Newcastle United may be hovering just above the thick of the relegation battle, but manager Steve Bruce is not content as he has voiced his concern at the demands placed on his squad by domestic and international football. The Magpies are on the other side of a personnel crisis which the manager described as nothing he had seen in 40 years when Newcastle had up to 14 potentially unavailable players. In light of the situation, Bruce has suggested: “We have to scrap international friendlies or sacrifice one of the cups.”
While there is some irony to the comments considering he said that Newcastle’s run to the fifth round of the FA Cup for the first time since 2006 was “significant”, Bruce does have a point. Newcastle were not alone in suffering from injury setbacks over the festive period which saw most sides play four times in 12 days. Overall, 74 Premier League players sustained, at the very least, a knock between 21st December and 2nd January. To squeeze in the Premier League winter break, the festive fixtures were brought closer together, and the effects it has had on squads are unmistakable.

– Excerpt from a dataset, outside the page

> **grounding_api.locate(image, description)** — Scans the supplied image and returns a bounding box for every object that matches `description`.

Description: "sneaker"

Overall, Newcastle had to play 15 matches in the space of two months, which Bruce described as “ridiculous”. While his message is obviously fuelled by frustration that his players are being overworked, meaning he is unable to get the best out of them, the upsurge in injuries over the Christmas schedule brings into question whether the welfare of players is being put first in the Premier League.
He believes that the number of games is a direct cause of the mounting injury issues top-flight clubs have faced: “They don’t get a break anymore. They are machines, and they break down,” said the Newcastle boss.
Other managers such as Jurgen Klopp agree as he was defiant in his stance of honouring the winter break. But they have hard evidence to back their claims as in total, the 12 days between December and January will have kept players side-lined for over 500 days.
While it is highly unlikely that a cup competition will be scrapped, along with international friendlies, a solution must be found, or it leaves the players at risk. Footballers are the Premier League’s greatest asset and without them, there would be no profit; therefore, it is within their interest as a business to look after the athletes who drive their revenue and find a solution sooner rather than later.